Chester Report: Is Big Data Watching You?

According to a new report, Big Data is Watching: Growing Digital Data Surveillance of Consumers by ISPs and Other Leading Video Providers by Jeff (Center for Digital Democracy) Chester, the Internet is out to get you. The report claims that ISPs, major Internet content providers, television networks, and Google are all amassing gigantic troves of information about everything you watch on TV or over Internet streaming services and everything you read on web sites. Chester says this is a threat to consumers because, well, it’s kinda like surveillance and maybe you thought nobody knows what kind of web sites and TV shows you like.  More specifically:

In addition to threats to privacy, there are practices that use data that can discriminate or harm vulnerable consumers, which should also be addressed by the FCC—such as the targeting of low-income households for loans through the use of video, the role of ethnic/racial data used in a digital profile, and how data about or involving children and adolescents are used for digital marketing purposes.

The Internet Changes TV Viewing

What this comes down to in a technical sense is the fact that video distribution over the Internet is fundamentally different from video over the air or over the cable network.
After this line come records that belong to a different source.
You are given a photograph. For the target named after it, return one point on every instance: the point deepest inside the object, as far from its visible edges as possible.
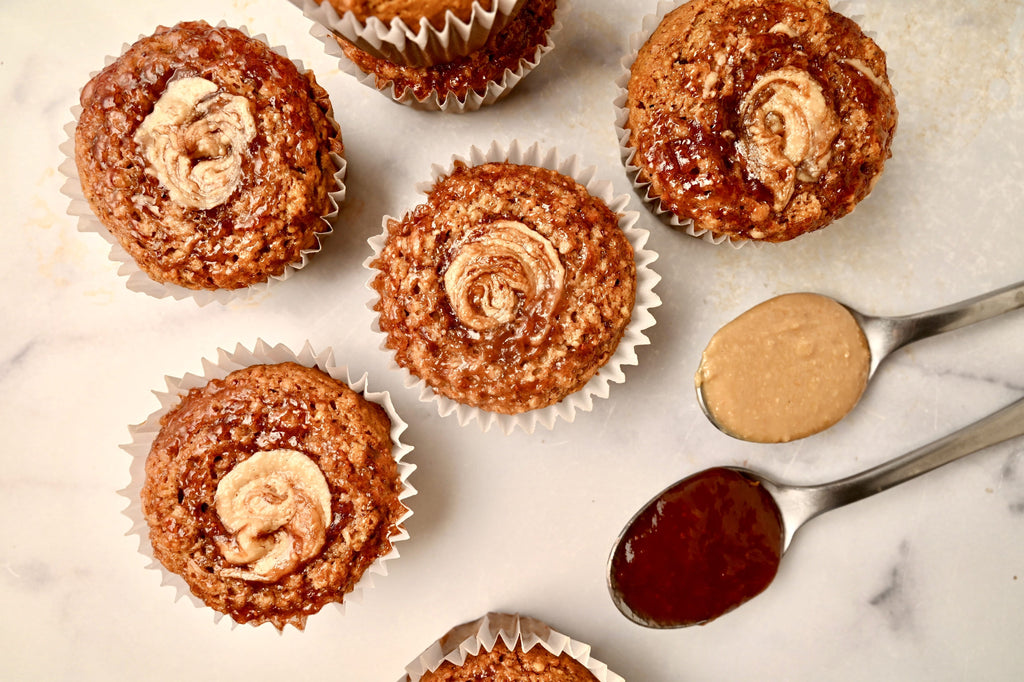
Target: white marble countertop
(925, 582)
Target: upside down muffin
(271, 491)
(506, 50)
(208, 157)
(508, 289)
(759, 119)
(504, 665)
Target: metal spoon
(885, 335)
(798, 504)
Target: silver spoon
(798, 504)
(886, 335)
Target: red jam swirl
(700, 549)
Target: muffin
(270, 492)
(508, 289)
(504, 647)
(414, 33)
(209, 157)
(757, 120)
(467, 82)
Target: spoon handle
(1003, 425)
(907, 329)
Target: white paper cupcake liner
(470, 638)
(851, 8)
(414, 46)
(449, 102)
(137, 280)
(142, 436)
(633, 337)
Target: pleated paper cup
(516, 632)
(439, 99)
(633, 337)
(142, 436)
(136, 278)
(421, 45)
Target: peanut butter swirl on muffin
(508, 289)
(270, 492)
(208, 157)
(504, 665)
(759, 119)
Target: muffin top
(503, 665)
(759, 120)
(410, 11)
(503, 51)
(508, 289)
(271, 491)
(207, 156)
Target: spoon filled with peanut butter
(798, 364)
(713, 541)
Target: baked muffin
(499, 65)
(507, 289)
(507, 647)
(209, 157)
(504, 665)
(758, 119)
(271, 491)
(410, 11)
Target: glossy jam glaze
(700, 549)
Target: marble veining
(921, 583)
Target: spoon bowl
(656, 572)
(839, 383)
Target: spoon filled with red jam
(713, 541)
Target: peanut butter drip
(194, 141)
(276, 506)
(787, 131)
(502, 270)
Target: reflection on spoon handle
(1005, 424)
(888, 334)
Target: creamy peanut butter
(787, 131)
(500, 269)
(784, 370)
(276, 506)
(194, 141)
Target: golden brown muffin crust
(503, 51)
(718, 95)
(410, 11)
(267, 407)
(560, 270)
(502, 665)
(273, 212)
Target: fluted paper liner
(470, 639)
(142, 436)
(450, 102)
(852, 8)
(414, 46)
(633, 337)
(137, 280)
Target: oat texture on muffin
(504, 50)
(508, 289)
(271, 491)
(759, 119)
(504, 665)
(410, 11)
(208, 156)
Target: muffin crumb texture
(759, 121)
(271, 491)
(208, 157)
(503, 665)
(508, 289)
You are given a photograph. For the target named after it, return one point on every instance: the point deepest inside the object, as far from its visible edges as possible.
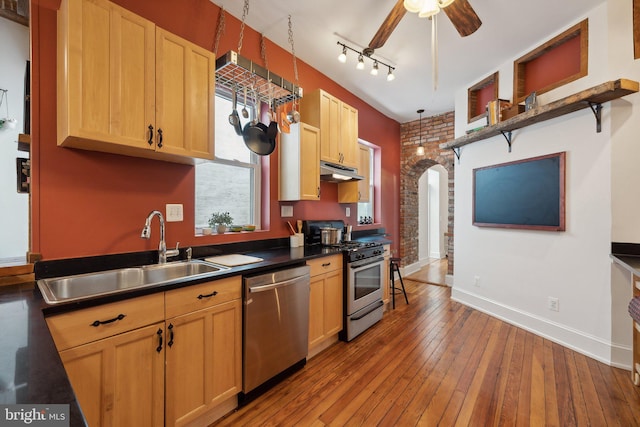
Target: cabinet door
(309, 163)
(316, 311)
(204, 357)
(357, 191)
(349, 135)
(330, 128)
(119, 381)
(184, 96)
(106, 76)
(333, 303)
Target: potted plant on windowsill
(220, 220)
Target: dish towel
(634, 309)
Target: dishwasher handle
(270, 286)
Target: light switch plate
(286, 211)
(174, 212)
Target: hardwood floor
(437, 362)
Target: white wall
(517, 269)
(14, 227)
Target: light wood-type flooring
(436, 362)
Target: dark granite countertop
(627, 255)
(31, 371)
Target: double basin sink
(91, 285)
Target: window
(231, 182)
(366, 209)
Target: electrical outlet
(174, 212)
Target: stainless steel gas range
(363, 279)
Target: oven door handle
(378, 304)
(365, 262)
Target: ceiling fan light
(413, 6)
(390, 75)
(444, 3)
(374, 70)
(429, 9)
(343, 56)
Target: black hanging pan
(255, 135)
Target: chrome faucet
(162, 247)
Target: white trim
(607, 352)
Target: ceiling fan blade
(463, 17)
(387, 27)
TV broadcasters don’t know who is watching the shows they send over the air, but OTA TV doesn’t make financial sense without advertising. So broadcasters sell ads for OTA shows that are targeted at the audiences they believe their shows attract. This knowledge is incomplete, but traditional TV advertising was a lucrative business despite (or even because of) incomplete knowledge about who’s watching. But TV advertising is annoying to consumers, hence the appeal of devices like TiVo that permit us to skip entire blocks of ads with the push of a button.

In a more perfect world, advertisers would only show us ads that are relevant to our interests. While “interest-based advertising” isn’t possible on OTA TV, radio, or print, it’s eminently possible and even practical when the Internet becomes the vehicle for video presentation. This is because the Internet is fundamentally an “end-to-end” system in which each viewer sees a unique copy of the program. While OTA TV has to show the same ads to each viewer, Internet TV makes it possible for each viewer to see a personalized ad that may not be seen by anyone else.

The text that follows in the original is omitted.